Hello, I have two sets of different genes I have identified from my previous analysis. Let's call these sets "A" and "B". A contains 10 genes "g1","g2", "g3", "g4".."g10", B contains 14 genes "g11", "g12"..."g24". I want to compare in each sample (transcriptome) the distribution of these two sets of genes A vs B. These sets of genes are predictive for survival. I know that when A is strongly expressed with respect B the patient has a bad survival. I thought to use the Kolmogorov-Smirnov test (Ks,test) to compare the distributions of A vs B. It works very well...all the patients whose pvalue is significant show a different survival. Do you think that the Ks.test is statistically correct? Do you recommend other methods to classify each single patient based on these two sets of genes? any other suggestions is more than welcome. Thank you
What you're doing is not entirely clear.
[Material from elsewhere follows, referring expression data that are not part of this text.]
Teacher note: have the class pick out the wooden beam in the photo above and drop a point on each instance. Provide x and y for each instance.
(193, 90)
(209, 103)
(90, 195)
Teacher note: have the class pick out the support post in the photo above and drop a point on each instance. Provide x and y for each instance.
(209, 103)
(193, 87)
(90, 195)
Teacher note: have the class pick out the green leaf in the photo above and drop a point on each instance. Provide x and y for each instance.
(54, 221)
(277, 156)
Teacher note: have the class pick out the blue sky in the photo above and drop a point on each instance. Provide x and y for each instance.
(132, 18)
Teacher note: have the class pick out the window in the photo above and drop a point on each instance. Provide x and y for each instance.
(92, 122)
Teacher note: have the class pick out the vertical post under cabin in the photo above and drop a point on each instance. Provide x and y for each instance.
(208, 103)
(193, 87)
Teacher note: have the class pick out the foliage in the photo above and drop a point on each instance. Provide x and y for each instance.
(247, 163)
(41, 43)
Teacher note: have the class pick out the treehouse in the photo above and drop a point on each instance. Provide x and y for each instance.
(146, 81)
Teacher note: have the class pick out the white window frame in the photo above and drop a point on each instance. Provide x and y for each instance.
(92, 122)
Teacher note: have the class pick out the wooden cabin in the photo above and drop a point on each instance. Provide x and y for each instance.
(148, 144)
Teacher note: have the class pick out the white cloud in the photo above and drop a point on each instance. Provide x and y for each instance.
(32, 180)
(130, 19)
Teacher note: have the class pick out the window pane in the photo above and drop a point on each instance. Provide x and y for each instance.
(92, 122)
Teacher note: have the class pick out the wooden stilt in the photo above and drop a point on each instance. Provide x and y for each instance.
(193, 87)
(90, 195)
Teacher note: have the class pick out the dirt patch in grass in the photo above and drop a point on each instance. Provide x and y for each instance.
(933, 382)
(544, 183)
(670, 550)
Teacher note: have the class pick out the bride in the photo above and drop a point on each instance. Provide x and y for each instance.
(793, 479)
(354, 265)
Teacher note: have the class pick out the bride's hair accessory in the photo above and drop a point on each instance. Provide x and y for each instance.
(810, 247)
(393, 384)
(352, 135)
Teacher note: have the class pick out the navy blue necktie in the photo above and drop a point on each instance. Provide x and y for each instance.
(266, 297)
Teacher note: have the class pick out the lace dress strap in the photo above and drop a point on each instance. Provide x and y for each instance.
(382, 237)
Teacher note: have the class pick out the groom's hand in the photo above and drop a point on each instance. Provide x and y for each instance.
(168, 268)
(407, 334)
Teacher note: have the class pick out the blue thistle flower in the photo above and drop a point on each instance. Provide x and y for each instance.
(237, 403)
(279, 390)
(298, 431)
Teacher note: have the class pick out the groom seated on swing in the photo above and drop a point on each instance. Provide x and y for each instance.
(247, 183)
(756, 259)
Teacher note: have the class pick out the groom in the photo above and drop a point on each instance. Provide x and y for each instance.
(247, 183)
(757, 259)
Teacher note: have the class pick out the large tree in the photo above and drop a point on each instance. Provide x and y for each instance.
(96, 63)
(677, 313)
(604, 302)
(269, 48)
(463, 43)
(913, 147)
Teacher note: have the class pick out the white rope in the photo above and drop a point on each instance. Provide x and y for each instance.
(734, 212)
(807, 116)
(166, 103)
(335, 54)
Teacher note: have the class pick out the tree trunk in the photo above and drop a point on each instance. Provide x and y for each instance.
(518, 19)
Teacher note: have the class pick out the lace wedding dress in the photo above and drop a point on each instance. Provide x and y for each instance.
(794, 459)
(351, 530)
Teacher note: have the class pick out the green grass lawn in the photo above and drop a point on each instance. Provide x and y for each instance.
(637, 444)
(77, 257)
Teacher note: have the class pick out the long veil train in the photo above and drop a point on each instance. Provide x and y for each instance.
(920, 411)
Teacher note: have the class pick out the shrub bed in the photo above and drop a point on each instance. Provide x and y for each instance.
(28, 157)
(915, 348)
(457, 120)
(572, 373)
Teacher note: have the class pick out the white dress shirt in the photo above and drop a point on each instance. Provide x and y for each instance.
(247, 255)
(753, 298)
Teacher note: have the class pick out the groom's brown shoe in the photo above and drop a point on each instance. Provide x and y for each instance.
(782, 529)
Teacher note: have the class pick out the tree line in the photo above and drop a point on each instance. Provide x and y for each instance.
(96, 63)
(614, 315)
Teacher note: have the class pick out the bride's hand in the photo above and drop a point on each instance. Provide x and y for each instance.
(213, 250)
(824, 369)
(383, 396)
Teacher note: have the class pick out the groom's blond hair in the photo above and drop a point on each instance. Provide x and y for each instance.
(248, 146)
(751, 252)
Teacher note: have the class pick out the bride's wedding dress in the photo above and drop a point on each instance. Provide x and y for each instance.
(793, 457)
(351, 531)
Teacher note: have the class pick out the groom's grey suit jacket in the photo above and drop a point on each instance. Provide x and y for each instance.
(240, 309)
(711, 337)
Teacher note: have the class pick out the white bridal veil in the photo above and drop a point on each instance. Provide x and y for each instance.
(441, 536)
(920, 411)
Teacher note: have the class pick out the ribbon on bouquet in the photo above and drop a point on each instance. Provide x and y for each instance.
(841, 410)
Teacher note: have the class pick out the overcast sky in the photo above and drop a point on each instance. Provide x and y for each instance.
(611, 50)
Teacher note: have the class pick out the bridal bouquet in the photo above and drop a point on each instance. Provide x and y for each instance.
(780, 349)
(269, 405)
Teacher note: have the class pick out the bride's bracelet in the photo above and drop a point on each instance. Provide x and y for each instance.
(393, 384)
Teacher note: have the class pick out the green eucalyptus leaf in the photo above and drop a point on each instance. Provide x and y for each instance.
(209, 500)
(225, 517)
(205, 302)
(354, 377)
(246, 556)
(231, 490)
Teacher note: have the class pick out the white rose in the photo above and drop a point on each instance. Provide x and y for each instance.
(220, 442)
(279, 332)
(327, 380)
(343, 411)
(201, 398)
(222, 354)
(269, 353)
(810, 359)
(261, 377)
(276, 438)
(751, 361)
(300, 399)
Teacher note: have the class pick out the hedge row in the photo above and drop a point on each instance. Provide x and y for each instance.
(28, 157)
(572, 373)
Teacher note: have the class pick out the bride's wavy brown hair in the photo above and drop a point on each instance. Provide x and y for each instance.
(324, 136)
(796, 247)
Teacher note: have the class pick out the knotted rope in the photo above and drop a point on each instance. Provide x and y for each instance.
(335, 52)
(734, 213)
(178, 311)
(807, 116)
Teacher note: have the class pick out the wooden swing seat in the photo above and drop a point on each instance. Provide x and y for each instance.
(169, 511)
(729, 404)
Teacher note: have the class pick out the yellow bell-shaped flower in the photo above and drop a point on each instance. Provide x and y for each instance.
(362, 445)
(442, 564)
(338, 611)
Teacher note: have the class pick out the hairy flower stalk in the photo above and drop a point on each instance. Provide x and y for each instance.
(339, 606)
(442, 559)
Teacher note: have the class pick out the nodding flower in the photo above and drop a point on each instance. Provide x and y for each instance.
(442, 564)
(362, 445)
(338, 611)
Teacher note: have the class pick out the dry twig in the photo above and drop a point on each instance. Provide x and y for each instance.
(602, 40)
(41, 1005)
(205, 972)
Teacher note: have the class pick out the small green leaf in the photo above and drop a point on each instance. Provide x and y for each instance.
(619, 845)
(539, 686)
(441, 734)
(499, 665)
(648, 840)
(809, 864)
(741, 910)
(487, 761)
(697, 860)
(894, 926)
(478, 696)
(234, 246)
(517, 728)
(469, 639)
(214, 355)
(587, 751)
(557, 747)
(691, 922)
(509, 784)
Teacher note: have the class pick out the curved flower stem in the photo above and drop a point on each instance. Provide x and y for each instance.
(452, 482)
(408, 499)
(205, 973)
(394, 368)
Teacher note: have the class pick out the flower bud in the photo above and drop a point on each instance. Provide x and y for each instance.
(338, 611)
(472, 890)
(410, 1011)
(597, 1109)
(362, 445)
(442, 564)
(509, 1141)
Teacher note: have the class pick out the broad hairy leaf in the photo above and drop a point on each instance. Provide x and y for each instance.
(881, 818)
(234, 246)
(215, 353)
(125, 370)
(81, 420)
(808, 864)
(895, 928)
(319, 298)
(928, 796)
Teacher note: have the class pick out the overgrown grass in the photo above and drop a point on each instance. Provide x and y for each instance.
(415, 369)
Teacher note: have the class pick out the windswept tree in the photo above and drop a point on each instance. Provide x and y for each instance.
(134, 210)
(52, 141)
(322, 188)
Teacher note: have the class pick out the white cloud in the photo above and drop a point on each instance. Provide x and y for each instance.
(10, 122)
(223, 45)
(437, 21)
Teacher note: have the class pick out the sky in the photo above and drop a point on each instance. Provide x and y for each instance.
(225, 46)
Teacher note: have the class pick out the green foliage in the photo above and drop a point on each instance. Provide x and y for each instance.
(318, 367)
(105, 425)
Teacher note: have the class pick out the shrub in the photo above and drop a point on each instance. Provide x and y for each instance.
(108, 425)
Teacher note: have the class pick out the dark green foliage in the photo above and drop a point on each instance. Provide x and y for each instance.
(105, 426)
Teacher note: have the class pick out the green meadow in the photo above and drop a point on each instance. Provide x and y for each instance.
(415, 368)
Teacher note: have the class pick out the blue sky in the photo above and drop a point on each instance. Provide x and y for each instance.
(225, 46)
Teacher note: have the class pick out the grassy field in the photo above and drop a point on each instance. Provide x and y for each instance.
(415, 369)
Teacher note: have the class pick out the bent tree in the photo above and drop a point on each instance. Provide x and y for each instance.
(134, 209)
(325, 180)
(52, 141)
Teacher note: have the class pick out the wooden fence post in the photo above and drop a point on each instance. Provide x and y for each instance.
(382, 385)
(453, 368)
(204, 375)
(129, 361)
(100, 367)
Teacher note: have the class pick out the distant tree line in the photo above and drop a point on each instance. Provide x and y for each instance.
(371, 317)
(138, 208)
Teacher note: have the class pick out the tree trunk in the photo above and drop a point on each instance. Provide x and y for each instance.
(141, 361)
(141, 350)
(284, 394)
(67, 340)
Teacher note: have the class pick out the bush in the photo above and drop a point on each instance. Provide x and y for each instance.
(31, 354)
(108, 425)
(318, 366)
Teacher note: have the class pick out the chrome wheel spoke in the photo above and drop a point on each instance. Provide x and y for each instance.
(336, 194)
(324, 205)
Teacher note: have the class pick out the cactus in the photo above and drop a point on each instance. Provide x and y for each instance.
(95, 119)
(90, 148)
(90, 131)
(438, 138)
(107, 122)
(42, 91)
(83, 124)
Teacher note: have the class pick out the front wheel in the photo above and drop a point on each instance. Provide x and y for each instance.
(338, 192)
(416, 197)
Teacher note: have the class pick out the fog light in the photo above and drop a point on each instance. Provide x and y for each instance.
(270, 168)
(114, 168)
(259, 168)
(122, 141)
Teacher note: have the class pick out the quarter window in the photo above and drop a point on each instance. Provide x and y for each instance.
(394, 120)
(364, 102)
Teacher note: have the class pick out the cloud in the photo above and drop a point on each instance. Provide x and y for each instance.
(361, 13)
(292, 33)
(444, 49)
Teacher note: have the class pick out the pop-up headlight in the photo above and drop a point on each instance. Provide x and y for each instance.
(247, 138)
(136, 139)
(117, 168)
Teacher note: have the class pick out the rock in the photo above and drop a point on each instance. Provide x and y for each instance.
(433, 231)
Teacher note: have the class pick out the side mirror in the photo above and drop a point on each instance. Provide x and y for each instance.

Do you use the KS test to assess whether the 10 values of set A and the 14 values of set B come from the same distribution ? If so, I think the KS test is inappropriate here because set A and set B are not mutually independent (they are genes measured in the same sample). In this case, a permutation test would seem more appropriate.
However, if the goal is to classify the samples/patients, you could try various machine learning approaches using the vectors of 24 gene values as input data. If you have training data (i.e. vectors with ground truth label), then build a classifier. If you don't have or do not want to use training data then try clustering. Which particular method/algorithm to use is up to you but could depend on details you haven't given.